Ghost Bird is probably the most extraordinary and dramatic art project that I’ve had involvement with. Conceived and created by Louise Ann Wilson, it was scheduled to take place over the weekend of 15/16 September 2012 in the Trough of Bowland – a high and remote area of outstanding natural beauty about ten miles south-east of Lancaster. Louise was one of the artists at the Storey Gallery in Lancaster for the life model group event back in July. The essence of her project was:

“Referring to the ghostly grey feathers of the male harrier and the absence this year of nesting pairs in the Trough of Bowland, Ghost Bird celebrates the beauty of the hen harrier and draws attention to their sometimes fragile existence within the North of England. In doing so, the work also becomes a means of reflecting on the journey taken 400 years ago over the Bowland Fells to Lancaster Castle by the Pendle Witches. In this new piece, installations and acts of live performance combined to create a unique walking experience set within a stunning upland landscape.”

Over two days, along with 24 other models, the intention was to take four forty-minute shifts in foetal positions within semi-circular dry stone grouse-shooting butts dotted about on the wild hills while audience members hiked among us. I was in a team of three, with Anne and Janet, rotating between two butts and the hidden base camp. At any given time, two of us would be laying naked and isolated in the butts while the other was back at base, five minutes’ walk away.

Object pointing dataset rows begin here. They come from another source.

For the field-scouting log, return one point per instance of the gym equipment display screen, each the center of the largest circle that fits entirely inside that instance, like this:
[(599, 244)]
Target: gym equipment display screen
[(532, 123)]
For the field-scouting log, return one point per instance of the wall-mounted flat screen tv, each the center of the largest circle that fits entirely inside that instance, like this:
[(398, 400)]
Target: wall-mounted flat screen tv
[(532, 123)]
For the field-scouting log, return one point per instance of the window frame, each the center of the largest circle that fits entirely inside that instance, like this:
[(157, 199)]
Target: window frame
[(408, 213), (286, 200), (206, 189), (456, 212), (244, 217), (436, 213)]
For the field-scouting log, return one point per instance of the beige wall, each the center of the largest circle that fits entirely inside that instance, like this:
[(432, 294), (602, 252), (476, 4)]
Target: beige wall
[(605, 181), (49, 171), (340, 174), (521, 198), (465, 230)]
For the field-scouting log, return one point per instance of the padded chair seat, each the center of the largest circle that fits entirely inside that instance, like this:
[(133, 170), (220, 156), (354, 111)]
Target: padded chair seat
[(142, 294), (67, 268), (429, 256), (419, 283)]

This system worked well enough on the Saturday, albeit dreadfully cold when exposed to unforgiving winds. Only once did I overhear a comment from our audience (always unseen). It was during my third shift as I lay curled up and braced against the biting conditions – what sounded like a mature couple conversed as follows:

He: “Over there.”
She: “Yes, there’s one.”
(their footsteps approached and they stood over me in silence for a minute or two)
He: “Shivering with cold.”
She: “It is cold… but bloody effective.”

How gratifying that my body’s natural response only served to enhance the piece.

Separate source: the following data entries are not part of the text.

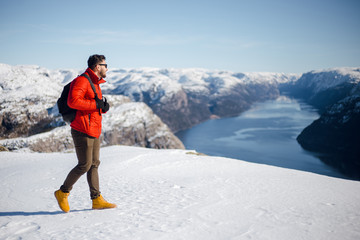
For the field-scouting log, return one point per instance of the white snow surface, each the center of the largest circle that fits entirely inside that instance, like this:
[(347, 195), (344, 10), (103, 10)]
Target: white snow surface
[(170, 194)]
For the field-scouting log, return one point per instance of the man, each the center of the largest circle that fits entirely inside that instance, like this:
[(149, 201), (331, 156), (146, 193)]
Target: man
[(85, 131)]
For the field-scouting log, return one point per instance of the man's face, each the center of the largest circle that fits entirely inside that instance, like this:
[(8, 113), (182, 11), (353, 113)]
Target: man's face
[(102, 69)]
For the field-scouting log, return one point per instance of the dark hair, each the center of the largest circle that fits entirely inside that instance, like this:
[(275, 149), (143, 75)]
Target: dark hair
[(95, 60)]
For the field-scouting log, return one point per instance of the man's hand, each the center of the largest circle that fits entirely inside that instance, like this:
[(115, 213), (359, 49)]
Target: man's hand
[(100, 104), (106, 106)]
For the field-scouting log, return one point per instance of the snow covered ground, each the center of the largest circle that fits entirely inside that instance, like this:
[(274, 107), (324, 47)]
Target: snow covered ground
[(171, 194)]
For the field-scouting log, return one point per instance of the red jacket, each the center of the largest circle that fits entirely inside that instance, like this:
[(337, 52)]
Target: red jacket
[(81, 97)]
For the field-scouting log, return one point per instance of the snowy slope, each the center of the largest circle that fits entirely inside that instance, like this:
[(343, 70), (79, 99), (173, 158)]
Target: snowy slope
[(169, 194), (321, 80)]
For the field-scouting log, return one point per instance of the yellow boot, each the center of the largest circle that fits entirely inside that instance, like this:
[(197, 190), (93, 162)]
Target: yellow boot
[(101, 203), (61, 197)]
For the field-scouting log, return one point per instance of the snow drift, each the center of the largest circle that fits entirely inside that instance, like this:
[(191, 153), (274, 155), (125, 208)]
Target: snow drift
[(171, 194)]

If participation was tough when it was merely cold on the Saturday, it was nigh impossible when raining on Sunday. Sadly for all concerned, the day had to be abandoned quite early as the safety of participants stood to be at risk. As relieved as I was to escape the harshest weather, I felt desperately sad for Louise and her team who had committed so much time, love and resources to create a vivid and uplifting experience.

For me, the biggest positive was the friendships made over two days, forged in a common experience of art and adversity. These shared moments were undoubtedly testing at the time, but I think we’ll all look back on them fondly as time goes by.


Which way to Ghost Bird? We headed in the direction of Fiendsdale Head.


First encounter with art – a woman laying eggs, each a different pastel hue.


Still a long march ahead to where models would be exposed.


Another many-hued art installation, to contrast with the fragility of eggs.


Life model base camp, before it became a slippery quagmire.


Me, installed within a grouse-shooting butt.